Other factors contributed to the high VAT receivables too.  

In 2014, prepayments amounted to RMB 132m (RMB 55m for PPE and RMB 77m for supplies). 

The [input] VAT incurred for the RMB 132m prepayment is not known. It was not RMB 22m (17% of RMB 132m) as buildings (which you have assumed to be 40% of total project cost) are VAT-exempt. Exemption also applies to purchase of agricultural products. 

Expenses related to export also entail [input] VAT that is "recovered" from export tax refund. Processing of export tax refund takes time, as illustrated in italic below. 

(The RMB 48m export tax refund that government owed Sino as at end-2014 corresponded to export sales of around RMB 320m (export tax refund rate being 15%). As export sales in 2014 amounted to RMB 635m, processing time was six months.)
(23-01-2016, 11:44 AM)portuser Wrote: [ -> ]Boon 

Other factors contributed to the high VAT receivables too.  

In 2014, prepayments amounted to RMB 132m (RMB 55m for PPE and RMB 77m for supplies). 

The [input] VAT incurred for the RMB 132m prepayment is not known. It was not RMB 22m (17% of RMB 132m) as buildings (which you have assumed to be 40% of total project cost) are VAT-exempt. Exemption also applies to purchase of agricultural products. 

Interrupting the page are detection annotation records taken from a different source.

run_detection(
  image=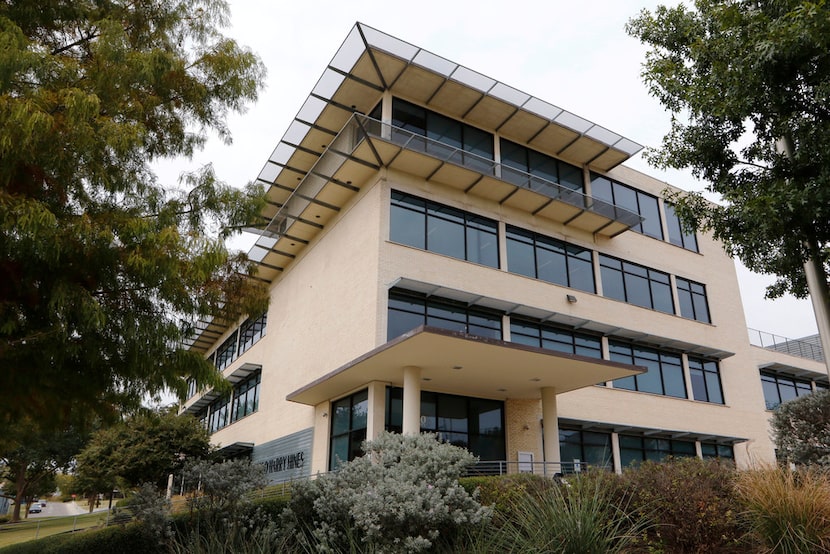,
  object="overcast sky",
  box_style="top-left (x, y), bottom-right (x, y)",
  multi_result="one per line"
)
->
top-left (154, 0), bottom-right (816, 338)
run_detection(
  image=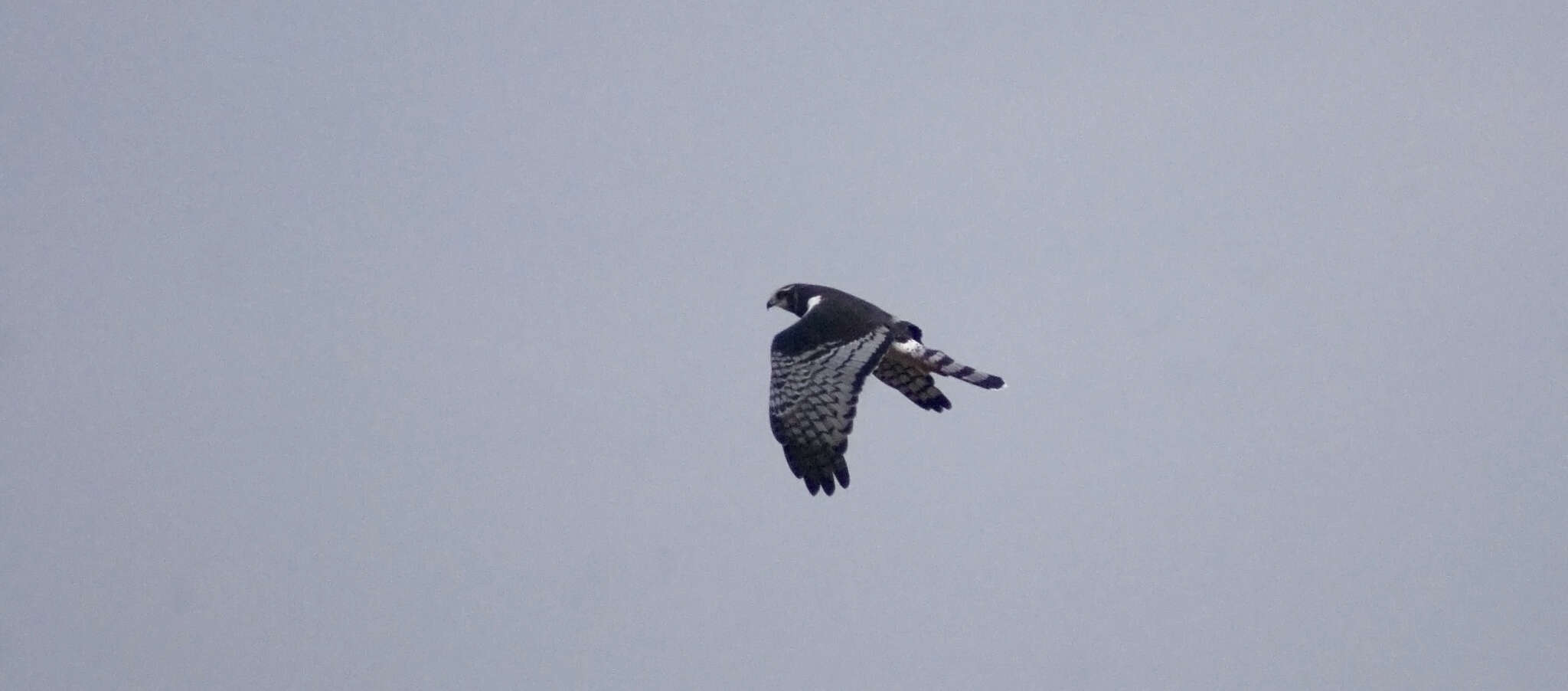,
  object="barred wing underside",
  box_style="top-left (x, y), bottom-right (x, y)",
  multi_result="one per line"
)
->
top-left (769, 326), bottom-right (892, 495)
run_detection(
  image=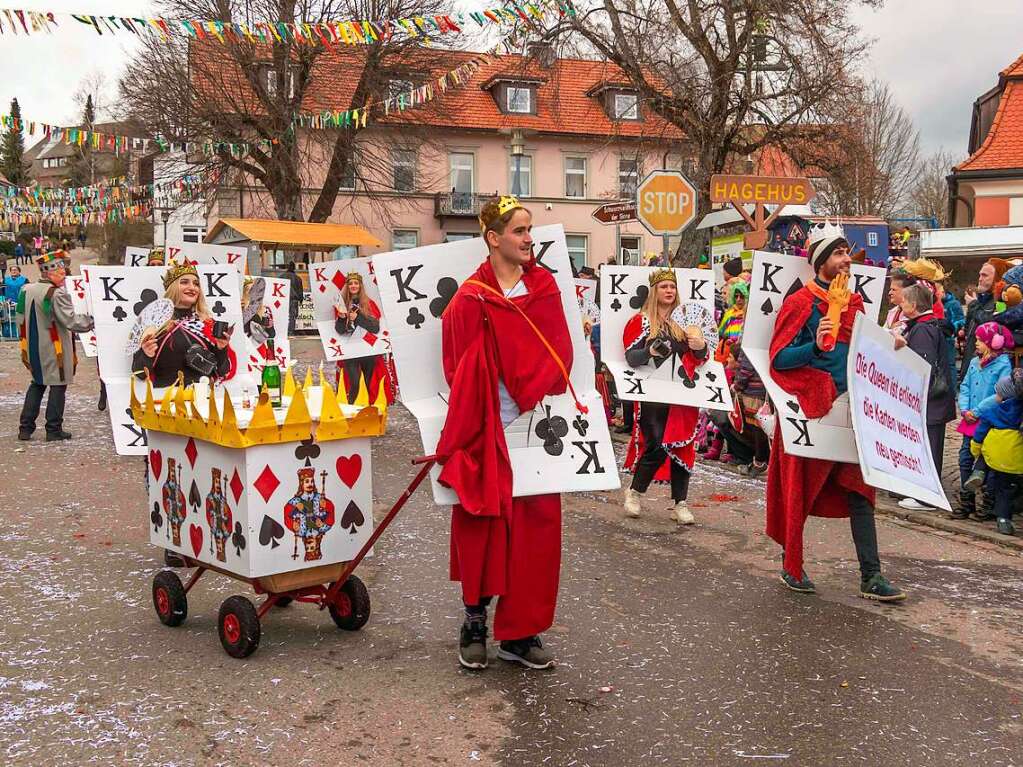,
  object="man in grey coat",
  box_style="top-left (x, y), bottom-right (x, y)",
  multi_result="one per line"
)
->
top-left (17, 251), bottom-right (92, 442)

Expenses related to export also entail [input] VAT that is "recovered" from export tax refund. Processing of export tax refund takes time, as illustrated in italic below. 

(The RMB 48m export tax refund that government owed Sino as at end-2014 corresponded to export sales of around RMB 320m (export tax refund rate being 15%). As export sales in 2014 amounted to RMB 635m, processing time was six months.)


Hi portuser,
 
It looks to me that the RMB 55 million relates to the purchase of plant and machinery whereas the RMB 77 million relates to the purchase of raw material, packing materials and finished goods.
 
The RMB 55 m prepayment could either be deemed to be inclusive or exclusive of VAT:
 
Inclusive of VAT:
55 = 47 (100%) + 8 (17%), meaning it carries an input credit of RMB 8 million when expensed – but this 8 million could not have been included in the “VAT receivables” – otherwise it would have been “double counting”.
 
Exclusive of VAT:
This means RMB 55 m x 0.17 = 9 m of VAT is yet to be paid – hence it could not have been included in the “VAT receivables” either.
 
So, what “other factors” could have contributed to the high VAT receivables if prepayments could not possibly have? 
_____________________________________________________________________________________________________

From page 63 of AR2014:
 
Value-added tax
The Group’s sales of goods in the PRC are subjected to Value-added tax (“VAT”) at the applicable tax rate of 17% for PRC domestic sales. Input VAT on purchases can be deducted from output VAT. The net amount of VAT recoverable from, or payable to, the tax authority is included as part of “other receivable” or “other payable” in the statement of financial position. The Group’s export sales are not subject to VAT.
 
Revenue, expenses and assets are recognised net of the amount of VAT except:

                    - Where the VAT incurred on a purchase of assets or services is not recoverable from the taxation authority, in which case the VAT is recognised as part of the cost of acquisition of the asset or as part of the expense item as applicable; and 

 
                    -  Receivables and payables that are stated with the amount of VAT included.
The net amount of VAT recoverable from, or payable to, the taxation authority is included as part of receivables or 
payables in the statement of financial position. 

 
 
From page 81 of AR2014:
 
The advances which are unsecured, interest-free and repayable on demand are mainly made to:
                  -  contractor relates to the construction of newly acquired land and existing factory and warehouse; 

                  -  suppliers of property, plant and equipment relate to the purchase of plant and machinery; 

                  -  suppliers relate to the purchase of raw material, packing materials and finished goods; and 

                  -  employees pertaining to business purpose. 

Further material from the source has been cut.